Monday, May 17, 2010

The joys of being a kid are fading...

After having a full-time four years of college under my belt, I somewhat have an edge of confidence about me, for the “grown-up” that I am turning into. I am turning into an adult. I am letting go of that little kid mentality that I had played in my hand since Day One. But do I really want to do this?

Getting older is just another step in life, and as of late, I am not so excited to walk down this aging path. Turning 25 recently was not a big a deal, I know. I have had bigger thrills in my life, like the time I ran naked down a set of train tracks while being chased by the cops. Not as big of a transition as I tentatively thought it would be. On "the big day" I got the usual forced awkward happy birthday wishes from disgruntled employees singing off-key at Iggy's Sports Bar and Grill, which I am always a fan of. Other than that, I simply walked around town, the gym it seemed, with an extra spring in my step being one year older. But along with that I was stuck at the fork wondering if being older really was “better.”

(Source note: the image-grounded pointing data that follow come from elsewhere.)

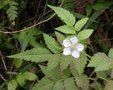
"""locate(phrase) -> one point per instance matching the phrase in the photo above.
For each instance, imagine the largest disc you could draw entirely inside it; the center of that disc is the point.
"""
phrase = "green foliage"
(102, 5)
(84, 34)
(12, 85)
(109, 85)
(64, 15)
(70, 84)
(82, 82)
(58, 85)
(34, 55)
(80, 24)
(101, 62)
(60, 37)
(66, 29)
(110, 54)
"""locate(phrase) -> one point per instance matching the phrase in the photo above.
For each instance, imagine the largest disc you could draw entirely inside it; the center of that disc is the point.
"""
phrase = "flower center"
(73, 46)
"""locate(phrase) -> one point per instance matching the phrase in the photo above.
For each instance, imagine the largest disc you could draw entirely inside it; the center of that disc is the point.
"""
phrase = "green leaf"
(43, 84)
(20, 79)
(69, 84)
(17, 62)
(66, 29)
(12, 85)
(53, 74)
(102, 5)
(101, 62)
(12, 11)
(58, 85)
(82, 82)
(110, 54)
(109, 85)
(84, 34)
(60, 37)
(29, 76)
(52, 44)
(34, 55)
(53, 62)
(80, 63)
(80, 24)
(64, 15)
(65, 61)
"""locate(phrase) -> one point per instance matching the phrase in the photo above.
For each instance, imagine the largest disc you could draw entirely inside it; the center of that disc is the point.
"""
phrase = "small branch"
(3, 61)
(2, 78)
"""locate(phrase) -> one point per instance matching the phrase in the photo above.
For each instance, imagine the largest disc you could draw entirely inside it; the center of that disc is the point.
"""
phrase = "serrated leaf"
(80, 24)
(34, 55)
(109, 85)
(53, 62)
(58, 85)
(66, 29)
(52, 44)
(20, 79)
(110, 54)
(82, 82)
(64, 15)
(43, 84)
(84, 34)
(60, 37)
(12, 85)
(65, 61)
(80, 63)
(102, 6)
(101, 62)
(29, 76)
(53, 74)
(69, 84)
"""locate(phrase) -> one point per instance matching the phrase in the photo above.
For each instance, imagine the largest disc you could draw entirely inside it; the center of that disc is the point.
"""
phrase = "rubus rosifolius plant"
(67, 58)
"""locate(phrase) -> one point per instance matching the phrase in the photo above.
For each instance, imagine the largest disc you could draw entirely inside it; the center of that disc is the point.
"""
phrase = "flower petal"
(66, 43)
(76, 54)
(66, 51)
(74, 40)
(80, 47)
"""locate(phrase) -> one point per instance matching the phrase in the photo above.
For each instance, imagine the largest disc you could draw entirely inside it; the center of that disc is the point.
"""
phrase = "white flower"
(72, 47)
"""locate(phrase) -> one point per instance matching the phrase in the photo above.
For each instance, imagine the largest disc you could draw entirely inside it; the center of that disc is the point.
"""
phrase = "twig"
(2, 78)
(34, 24)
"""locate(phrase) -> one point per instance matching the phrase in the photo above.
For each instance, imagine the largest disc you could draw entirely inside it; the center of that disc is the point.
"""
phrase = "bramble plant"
(67, 58)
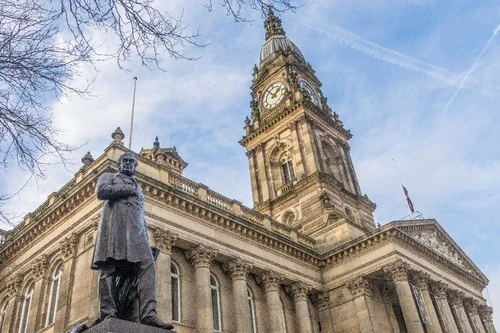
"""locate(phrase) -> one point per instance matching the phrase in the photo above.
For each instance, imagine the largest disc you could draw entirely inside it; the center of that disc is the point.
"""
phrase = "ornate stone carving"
(238, 269)
(271, 281)
(421, 280)
(359, 287)
(69, 246)
(432, 239)
(439, 289)
(299, 291)
(39, 267)
(322, 300)
(398, 271)
(201, 256)
(456, 298)
(14, 285)
(164, 239)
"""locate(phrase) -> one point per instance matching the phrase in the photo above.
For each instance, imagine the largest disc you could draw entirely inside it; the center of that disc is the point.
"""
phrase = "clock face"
(273, 95)
(309, 91)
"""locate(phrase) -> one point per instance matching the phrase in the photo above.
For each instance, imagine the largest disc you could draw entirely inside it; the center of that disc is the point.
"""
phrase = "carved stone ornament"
(39, 267)
(201, 256)
(238, 269)
(421, 280)
(431, 239)
(69, 246)
(398, 271)
(14, 285)
(271, 281)
(164, 239)
(439, 289)
(299, 291)
(359, 287)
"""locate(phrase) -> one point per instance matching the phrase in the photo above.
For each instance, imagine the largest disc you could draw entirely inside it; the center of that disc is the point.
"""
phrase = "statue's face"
(127, 165)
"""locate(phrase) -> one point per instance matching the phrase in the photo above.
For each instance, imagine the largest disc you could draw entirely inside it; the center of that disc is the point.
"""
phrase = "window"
(251, 308)
(176, 293)
(215, 303)
(3, 315)
(25, 308)
(287, 169)
(283, 317)
(55, 286)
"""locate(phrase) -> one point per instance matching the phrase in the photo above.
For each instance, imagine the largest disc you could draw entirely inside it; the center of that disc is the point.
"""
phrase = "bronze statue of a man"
(122, 250)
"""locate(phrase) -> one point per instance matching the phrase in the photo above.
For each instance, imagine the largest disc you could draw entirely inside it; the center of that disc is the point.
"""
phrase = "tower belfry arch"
(298, 148)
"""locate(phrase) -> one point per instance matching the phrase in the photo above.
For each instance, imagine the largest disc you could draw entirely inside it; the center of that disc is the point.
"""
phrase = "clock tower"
(301, 170)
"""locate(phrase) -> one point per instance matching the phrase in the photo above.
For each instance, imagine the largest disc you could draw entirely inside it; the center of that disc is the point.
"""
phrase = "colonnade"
(450, 311)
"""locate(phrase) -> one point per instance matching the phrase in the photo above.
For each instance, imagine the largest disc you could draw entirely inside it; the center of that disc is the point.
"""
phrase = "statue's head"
(127, 163)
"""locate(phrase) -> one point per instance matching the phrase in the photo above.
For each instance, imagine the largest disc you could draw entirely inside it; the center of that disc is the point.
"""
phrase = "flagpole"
(132, 116)
(409, 204)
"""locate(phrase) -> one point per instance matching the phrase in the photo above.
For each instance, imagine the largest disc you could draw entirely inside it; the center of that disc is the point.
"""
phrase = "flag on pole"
(408, 201)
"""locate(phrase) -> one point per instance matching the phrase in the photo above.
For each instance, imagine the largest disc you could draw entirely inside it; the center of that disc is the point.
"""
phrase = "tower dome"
(276, 40)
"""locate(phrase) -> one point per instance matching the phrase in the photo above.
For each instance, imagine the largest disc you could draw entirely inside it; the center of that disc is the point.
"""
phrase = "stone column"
(271, 282)
(201, 257)
(164, 240)
(360, 288)
(456, 300)
(68, 248)
(299, 293)
(325, 318)
(486, 313)
(399, 274)
(15, 300)
(473, 315)
(39, 269)
(421, 280)
(443, 307)
(238, 270)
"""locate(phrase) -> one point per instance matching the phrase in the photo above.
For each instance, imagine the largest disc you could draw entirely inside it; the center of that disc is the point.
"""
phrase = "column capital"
(398, 271)
(471, 305)
(69, 246)
(439, 289)
(299, 291)
(421, 280)
(201, 256)
(359, 287)
(14, 286)
(485, 313)
(271, 281)
(238, 269)
(40, 266)
(164, 239)
(456, 298)
(322, 300)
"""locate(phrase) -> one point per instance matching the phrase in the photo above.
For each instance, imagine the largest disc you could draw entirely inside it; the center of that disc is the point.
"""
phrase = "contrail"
(467, 74)
(379, 52)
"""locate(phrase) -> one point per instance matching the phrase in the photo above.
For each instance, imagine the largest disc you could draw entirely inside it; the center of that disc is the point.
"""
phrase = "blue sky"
(415, 81)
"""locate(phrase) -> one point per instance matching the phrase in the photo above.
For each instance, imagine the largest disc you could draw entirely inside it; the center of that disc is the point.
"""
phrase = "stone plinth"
(113, 325)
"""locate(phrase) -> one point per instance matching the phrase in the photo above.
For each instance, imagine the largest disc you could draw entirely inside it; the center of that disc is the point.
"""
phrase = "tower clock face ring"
(273, 95)
(309, 91)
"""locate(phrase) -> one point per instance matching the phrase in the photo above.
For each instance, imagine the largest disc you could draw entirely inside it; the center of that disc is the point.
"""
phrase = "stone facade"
(308, 258)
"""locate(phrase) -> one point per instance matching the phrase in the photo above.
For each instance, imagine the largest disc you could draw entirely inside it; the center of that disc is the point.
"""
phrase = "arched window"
(25, 308)
(55, 286)
(3, 315)
(176, 292)
(251, 308)
(287, 168)
(283, 317)
(215, 303)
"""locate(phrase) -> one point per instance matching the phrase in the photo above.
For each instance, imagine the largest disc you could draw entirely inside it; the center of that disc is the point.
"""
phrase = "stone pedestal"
(113, 325)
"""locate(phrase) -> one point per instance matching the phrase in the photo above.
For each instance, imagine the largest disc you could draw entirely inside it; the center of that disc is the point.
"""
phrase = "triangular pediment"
(429, 233)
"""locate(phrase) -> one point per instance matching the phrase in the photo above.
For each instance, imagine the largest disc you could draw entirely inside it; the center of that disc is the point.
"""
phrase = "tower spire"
(273, 25)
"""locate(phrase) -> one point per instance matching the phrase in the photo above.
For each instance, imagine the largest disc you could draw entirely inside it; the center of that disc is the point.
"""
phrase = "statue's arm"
(110, 188)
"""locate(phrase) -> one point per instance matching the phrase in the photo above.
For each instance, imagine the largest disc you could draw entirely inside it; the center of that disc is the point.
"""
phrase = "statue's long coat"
(122, 233)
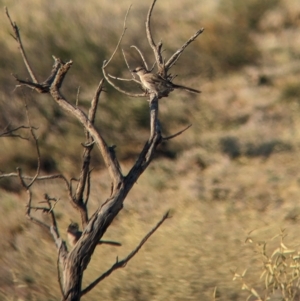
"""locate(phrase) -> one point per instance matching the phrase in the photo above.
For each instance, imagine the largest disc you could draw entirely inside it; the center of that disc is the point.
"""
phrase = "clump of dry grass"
(280, 278)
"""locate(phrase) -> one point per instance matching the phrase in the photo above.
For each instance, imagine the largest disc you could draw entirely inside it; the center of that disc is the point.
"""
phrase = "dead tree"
(72, 263)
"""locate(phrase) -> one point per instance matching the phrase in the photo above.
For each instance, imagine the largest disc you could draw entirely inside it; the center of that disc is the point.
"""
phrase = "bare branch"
(146, 154)
(36, 146)
(141, 54)
(81, 116)
(123, 262)
(177, 134)
(174, 58)
(106, 76)
(119, 42)
(17, 37)
(156, 49)
(122, 79)
(84, 176)
(9, 133)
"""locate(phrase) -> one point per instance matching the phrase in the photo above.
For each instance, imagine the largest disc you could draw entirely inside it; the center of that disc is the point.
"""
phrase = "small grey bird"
(157, 84)
(74, 234)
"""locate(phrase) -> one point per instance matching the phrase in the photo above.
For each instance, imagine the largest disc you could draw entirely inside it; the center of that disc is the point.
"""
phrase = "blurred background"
(234, 171)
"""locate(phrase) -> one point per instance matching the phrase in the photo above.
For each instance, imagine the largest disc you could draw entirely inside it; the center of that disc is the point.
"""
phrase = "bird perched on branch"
(74, 234)
(155, 83)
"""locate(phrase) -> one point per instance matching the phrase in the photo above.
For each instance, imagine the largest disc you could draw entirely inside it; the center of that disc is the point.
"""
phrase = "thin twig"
(119, 42)
(118, 88)
(141, 55)
(59, 274)
(17, 37)
(174, 58)
(156, 49)
(121, 79)
(126, 62)
(8, 133)
(77, 96)
(123, 262)
(177, 134)
(36, 146)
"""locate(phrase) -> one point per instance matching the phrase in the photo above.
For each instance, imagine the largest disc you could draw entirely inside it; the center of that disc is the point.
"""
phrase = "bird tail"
(185, 88)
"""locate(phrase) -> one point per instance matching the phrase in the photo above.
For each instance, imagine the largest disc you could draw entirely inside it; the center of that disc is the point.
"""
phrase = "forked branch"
(122, 263)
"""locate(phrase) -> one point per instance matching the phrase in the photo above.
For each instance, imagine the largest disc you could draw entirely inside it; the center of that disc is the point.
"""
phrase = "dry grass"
(236, 170)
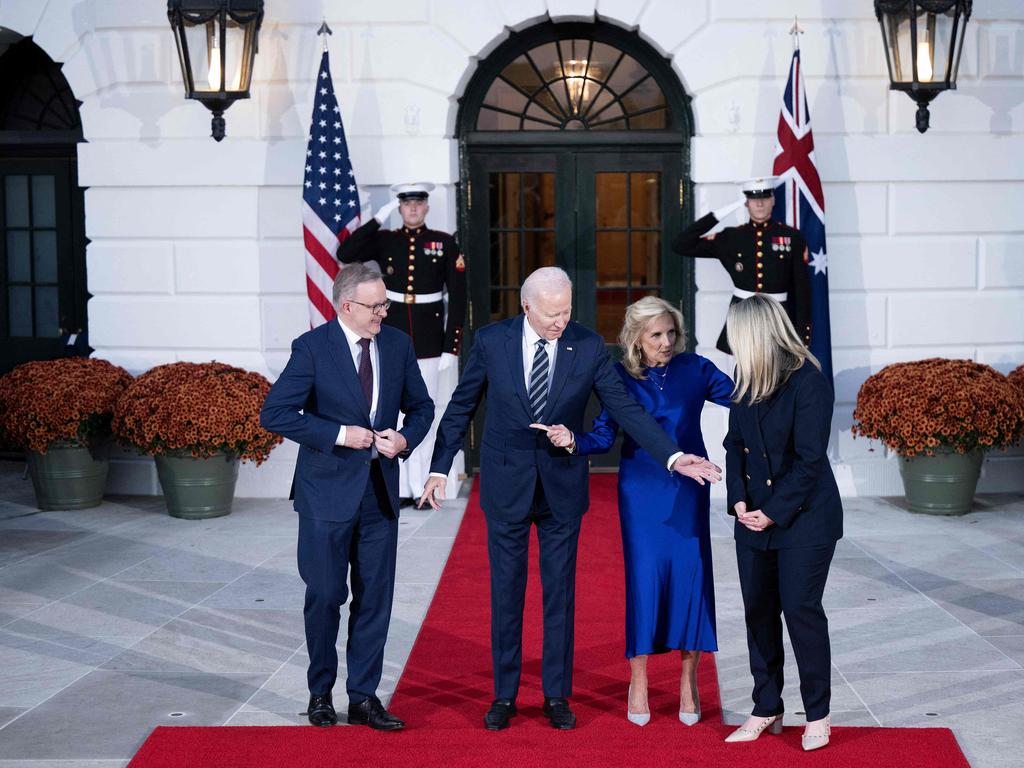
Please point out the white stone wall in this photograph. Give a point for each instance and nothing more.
(196, 247)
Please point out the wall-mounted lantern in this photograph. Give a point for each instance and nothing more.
(217, 43)
(923, 41)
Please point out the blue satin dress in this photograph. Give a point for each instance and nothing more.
(670, 588)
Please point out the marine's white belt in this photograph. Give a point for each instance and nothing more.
(741, 294)
(415, 298)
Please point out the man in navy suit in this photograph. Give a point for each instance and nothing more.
(339, 398)
(538, 368)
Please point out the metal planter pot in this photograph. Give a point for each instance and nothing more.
(941, 484)
(69, 476)
(198, 488)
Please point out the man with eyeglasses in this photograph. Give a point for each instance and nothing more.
(424, 274)
(339, 397)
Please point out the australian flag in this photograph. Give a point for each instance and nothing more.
(330, 198)
(801, 203)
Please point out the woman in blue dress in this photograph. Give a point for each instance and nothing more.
(670, 592)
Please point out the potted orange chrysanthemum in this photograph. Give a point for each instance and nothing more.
(59, 413)
(940, 416)
(198, 420)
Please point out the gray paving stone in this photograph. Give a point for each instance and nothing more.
(133, 704)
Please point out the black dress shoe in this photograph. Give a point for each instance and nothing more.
(498, 716)
(321, 711)
(558, 712)
(372, 713)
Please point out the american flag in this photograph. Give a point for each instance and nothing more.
(801, 204)
(330, 200)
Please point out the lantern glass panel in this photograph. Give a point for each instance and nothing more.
(211, 71)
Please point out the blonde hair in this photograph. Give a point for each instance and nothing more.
(638, 315)
(766, 345)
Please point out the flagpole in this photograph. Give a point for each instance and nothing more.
(796, 31)
(324, 31)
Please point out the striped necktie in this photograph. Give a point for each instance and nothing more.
(539, 380)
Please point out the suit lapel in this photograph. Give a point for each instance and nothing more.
(337, 346)
(513, 353)
(563, 365)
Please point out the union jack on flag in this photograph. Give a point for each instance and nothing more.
(801, 203)
(330, 199)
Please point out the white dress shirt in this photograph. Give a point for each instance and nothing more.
(529, 339)
(356, 351)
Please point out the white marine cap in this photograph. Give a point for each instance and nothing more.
(413, 190)
(762, 186)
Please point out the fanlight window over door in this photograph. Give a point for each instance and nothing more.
(573, 85)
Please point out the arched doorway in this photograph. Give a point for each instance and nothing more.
(574, 151)
(42, 219)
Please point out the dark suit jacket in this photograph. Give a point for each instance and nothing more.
(317, 391)
(776, 461)
(512, 455)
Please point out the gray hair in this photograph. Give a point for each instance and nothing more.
(638, 315)
(547, 279)
(352, 275)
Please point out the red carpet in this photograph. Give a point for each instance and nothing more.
(446, 687)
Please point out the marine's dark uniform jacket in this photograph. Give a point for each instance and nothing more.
(761, 258)
(416, 263)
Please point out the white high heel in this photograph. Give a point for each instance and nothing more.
(816, 741)
(690, 718)
(641, 718)
(772, 724)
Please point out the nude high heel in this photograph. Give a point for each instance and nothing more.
(772, 724)
(636, 718)
(818, 740)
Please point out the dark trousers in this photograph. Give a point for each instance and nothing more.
(508, 549)
(790, 583)
(365, 549)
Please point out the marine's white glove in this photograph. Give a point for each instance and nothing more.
(726, 210)
(448, 360)
(386, 210)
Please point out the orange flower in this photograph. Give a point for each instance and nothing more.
(960, 404)
(198, 408)
(64, 400)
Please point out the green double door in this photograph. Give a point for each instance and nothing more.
(605, 217)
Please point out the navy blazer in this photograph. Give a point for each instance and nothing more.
(776, 461)
(318, 391)
(512, 455)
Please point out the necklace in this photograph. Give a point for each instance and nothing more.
(658, 377)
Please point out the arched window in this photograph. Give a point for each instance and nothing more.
(574, 84)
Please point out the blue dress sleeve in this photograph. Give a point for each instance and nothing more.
(600, 437)
(720, 386)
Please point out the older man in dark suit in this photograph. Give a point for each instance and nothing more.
(339, 398)
(537, 369)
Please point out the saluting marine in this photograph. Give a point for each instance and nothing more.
(762, 256)
(421, 268)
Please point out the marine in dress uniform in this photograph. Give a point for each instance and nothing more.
(761, 256)
(421, 268)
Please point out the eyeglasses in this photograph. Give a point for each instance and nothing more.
(375, 308)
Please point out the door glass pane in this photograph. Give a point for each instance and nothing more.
(610, 311)
(44, 248)
(646, 257)
(504, 200)
(43, 202)
(609, 193)
(19, 310)
(16, 195)
(612, 259)
(46, 312)
(540, 251)
(18, 265)
(644, 196)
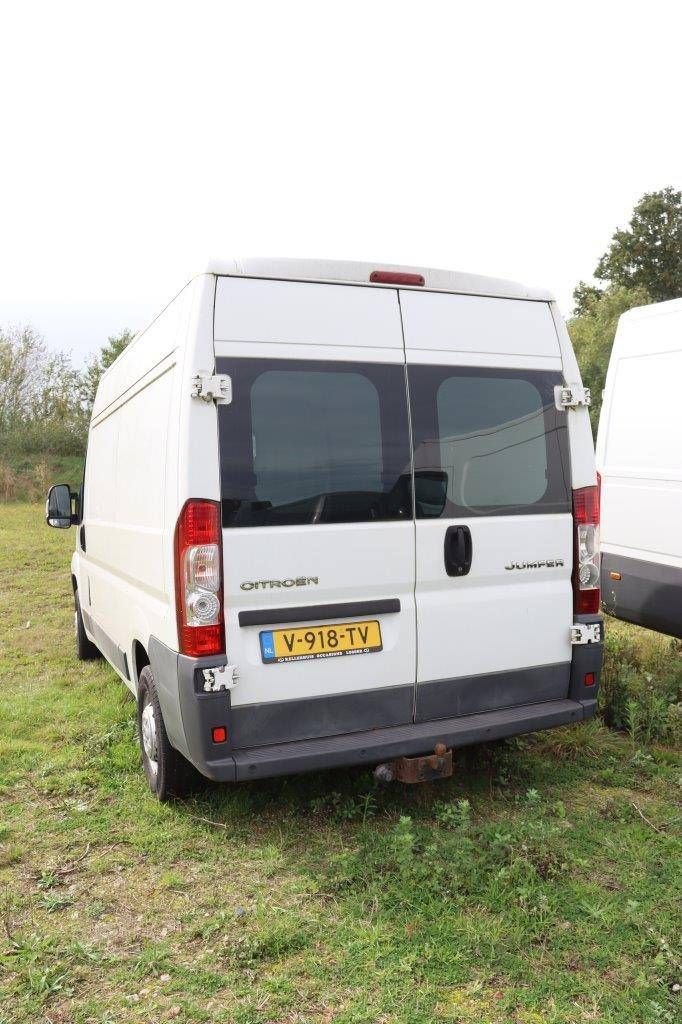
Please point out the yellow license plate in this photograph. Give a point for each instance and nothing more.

As the years go by and my facial hair gets thicker and coarser, I can't help but think about all the things that I will most likely be missing out on because I have to “grow up.” No more Saturday morning cartoons and faces covered in maple syrup from six helpings of French toast. No more building forts out of blankets that span the entire living room or time machines made out of cardboard boxes that have warp-speed capability. No more seeing how many pieces of Bazooka Joe gum I could fit in my mouth just because my best friend dared me to.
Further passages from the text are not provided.